SO2 emissions have declined by 75% in China since 2007, while in India, the rate has increased by a worrying 50%, according to the study by researchers at the University of Maryland.
The findings, published on Thursday in the journal Scientific Reports, were widely picked up by China’s official media.
The report comes at a time when New Delhi and surrounding areas are grappling with a severe spell of pollution caused by multiple factors, including stubble burning in neighbouring states, vehicular emissions, dust and construction activities.
China and India are the world’s top consumers of coal, which typically contains up to 3% sulphur. In both countries, SO2 emissions come from coal-fired power plants and coal-burning factories.

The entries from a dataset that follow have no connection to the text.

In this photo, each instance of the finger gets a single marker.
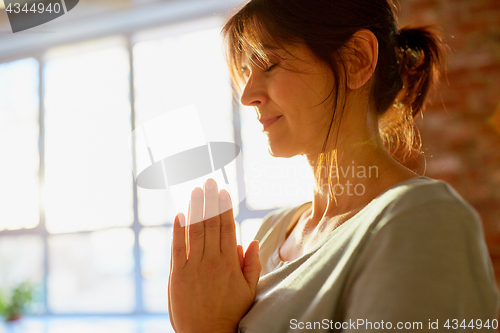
(240, 256)
(227, 227)
(252, 268)
(169, 289)
(179, 253)
(211, 219)
(196, 228)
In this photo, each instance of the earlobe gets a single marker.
(362, 56)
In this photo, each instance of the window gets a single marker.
(72, 220)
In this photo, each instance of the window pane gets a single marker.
(271, 182)
(19, 191)
(88, 183)
(92, 272)
(176, 72)
(21, 260)
(155, 249)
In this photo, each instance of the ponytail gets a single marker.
(419, 55)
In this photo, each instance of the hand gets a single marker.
(211, 284)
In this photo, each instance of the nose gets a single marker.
(253, 93)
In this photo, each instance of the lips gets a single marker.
(268, 121)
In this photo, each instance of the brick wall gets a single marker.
(461, 129)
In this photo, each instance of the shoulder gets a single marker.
(427, 203)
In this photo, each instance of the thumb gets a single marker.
(252, 267)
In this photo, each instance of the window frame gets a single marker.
(40, 230)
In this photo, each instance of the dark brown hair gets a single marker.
(408, 62)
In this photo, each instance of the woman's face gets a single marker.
(293, 87)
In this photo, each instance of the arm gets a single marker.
(429, 262)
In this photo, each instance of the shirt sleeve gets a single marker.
(428, 263)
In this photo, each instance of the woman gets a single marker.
(379, 247)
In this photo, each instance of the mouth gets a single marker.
(269, 121)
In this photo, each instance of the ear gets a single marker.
(361, 53)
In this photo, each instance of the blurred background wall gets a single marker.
(461, 129)
(70, 218)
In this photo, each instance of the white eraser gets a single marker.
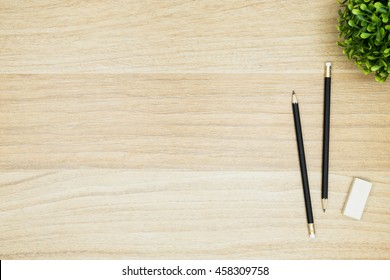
(357, 198)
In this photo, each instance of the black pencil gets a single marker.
(325, 141)
(302, 163)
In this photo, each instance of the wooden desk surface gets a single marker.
(163, 130)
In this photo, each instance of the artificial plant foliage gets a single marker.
(364, 27)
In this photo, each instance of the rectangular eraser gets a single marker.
(357, 198)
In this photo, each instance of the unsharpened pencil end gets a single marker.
(294, 98)
(312, 230)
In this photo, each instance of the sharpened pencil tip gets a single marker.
(294, 98)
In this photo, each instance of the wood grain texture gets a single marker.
(163, 130)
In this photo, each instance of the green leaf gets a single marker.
(366, 35)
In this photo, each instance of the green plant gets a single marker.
(364, 27)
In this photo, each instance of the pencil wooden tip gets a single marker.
(294, 98)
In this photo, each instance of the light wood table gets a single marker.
(164, 130)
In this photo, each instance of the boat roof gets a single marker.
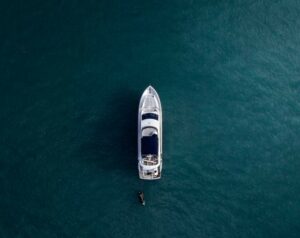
(150, 116)
(150, 145)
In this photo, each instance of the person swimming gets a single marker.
(142, 198)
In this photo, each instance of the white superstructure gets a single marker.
(150, 135)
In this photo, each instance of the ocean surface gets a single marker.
(71, 75)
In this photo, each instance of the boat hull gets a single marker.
(150, 118)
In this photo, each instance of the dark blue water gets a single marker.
(228, 74)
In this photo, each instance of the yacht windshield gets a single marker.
(150, 116)
(150, 145)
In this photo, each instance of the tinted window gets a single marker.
(150, 116)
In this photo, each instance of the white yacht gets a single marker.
(150, 135)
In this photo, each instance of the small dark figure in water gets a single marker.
(142, 198)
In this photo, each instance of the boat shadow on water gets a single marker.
(112, 143)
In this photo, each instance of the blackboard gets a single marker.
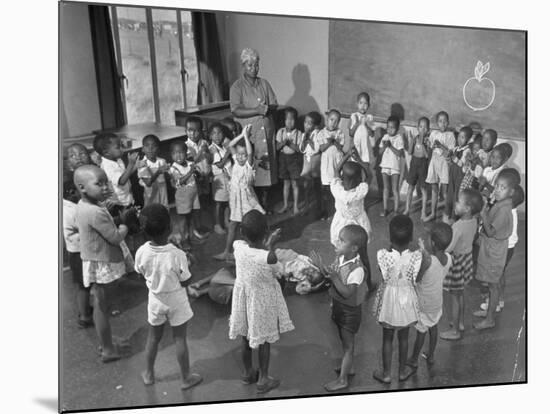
(476, 75)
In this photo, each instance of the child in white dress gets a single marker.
(258, 311)
(396, 305)
(242, 197)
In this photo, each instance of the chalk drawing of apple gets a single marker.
(479, 92)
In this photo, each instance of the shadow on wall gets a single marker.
(301, 98)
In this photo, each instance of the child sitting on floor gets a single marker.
(164, 267)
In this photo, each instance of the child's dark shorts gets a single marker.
(290, 166)
(346, 317)
(418, 171)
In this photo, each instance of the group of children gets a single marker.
(480, 198)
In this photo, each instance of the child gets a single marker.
(102, 257)
(396, 305)
(458, 157)
(311, 171)
(242, 197)
(419, 165)
(164, 267)
(442, 142)
(221, 164)
(348, 291)
(360, 130)
(430, 292)
(497, 227)
(182, 174)
(151, 173)
(464, 232)
(258, 311)
(391, 149)
(288, 142)
(329, 142)
(108, 147)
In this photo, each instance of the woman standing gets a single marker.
(252, 102)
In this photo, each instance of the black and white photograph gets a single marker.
(261, 206)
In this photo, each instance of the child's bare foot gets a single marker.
(191, 381)
(148, 377)
(267, 385)
(336, 385)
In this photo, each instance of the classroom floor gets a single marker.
(303, 359)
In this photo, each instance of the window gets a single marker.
(156, 61)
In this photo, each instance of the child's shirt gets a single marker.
(361, 138)
(70, 227)
(464, 232)
(121, 194)
(294, 136)
(350, 272)
(177, 171)
(148, 167)
(389, 158)
(163, 267)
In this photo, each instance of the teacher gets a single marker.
(252, 102)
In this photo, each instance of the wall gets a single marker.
(79, 106)
(293, 55)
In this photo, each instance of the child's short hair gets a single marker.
(401, 230)
(394, 120)
(518, 197)
(292, 111)
(155, 220)
(441, 235)
(103, 141)
(364, 95)
(254, 226)
(473, 200)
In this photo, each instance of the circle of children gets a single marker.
(480, 199)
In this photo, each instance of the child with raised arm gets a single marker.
(288, 141)
(102, 257)
(151, 171)
(329, 142)
(391, 150)
(418, 149)
(242, 197)
(164, 268)
(258, 311)
(430, 290)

This could be the first time in almost 20 years that a country has surpassed China in SO2 emissions, experts told the official Xinhua news agency.
“The rapid decrease of SO2 emissions in China far exceeds our expectations and projections,” author Can Li, an associate research scientist at the University of Maryland, told Xinhua.
A range of measures put in place by China over the past decade, including tougher fines for polluters and better pollution control technologies, helped
The country cut SO2 emissions even though coal usage increased by 50% and electricity generation rose 100%.
“The rate of the SO2 emission reduction in China is staggering, demonstrating how effective China’s pollution control measures are,” said Li.
Li and colleagues came to the conclusion after examining data from the US space agency Nasa’s Aura spacecraft to study SO2 pollution changes in China and India from 2005 to 2016, with results verified by aircraft measurements, Xinhua reported.
SO2 emissions were around 11 megatons for India while China emitted 8.4 megatons.
“The emissions from China, it showed, peaked at about 37 megatons in 2007, and have since been on a generally decreasing trajectory,” the report said.
“Right now, India’s increased sulphur dioxide emissions are not causing as many haze problems as they do in China because the largest emission sources are not in the most densely populated area of India,” Li said. “However, as demand for electricity grows in India, the impact may worsen.”
The report added, “Previously published studies, which relied on inventory data and published policies, projected that China’s sulphur dioxide emissions would not fall to current levels until 2030 at the earliest. The estimated emissions for India, on the other hand, indicated relatively steady growth during the same period.”
Qiang Zhang, professor of atmospheric sciences at Tsinghua University in Beijing, called the study “very significant”.
“The ultimate goal of air quality improvement would be reached as the result of coordinated multi-pollutant emission reductions,” Zhang said.
“In the future, we should pay more attention to NOX and VOCs emission reductions while effective SO2 control should be continued.”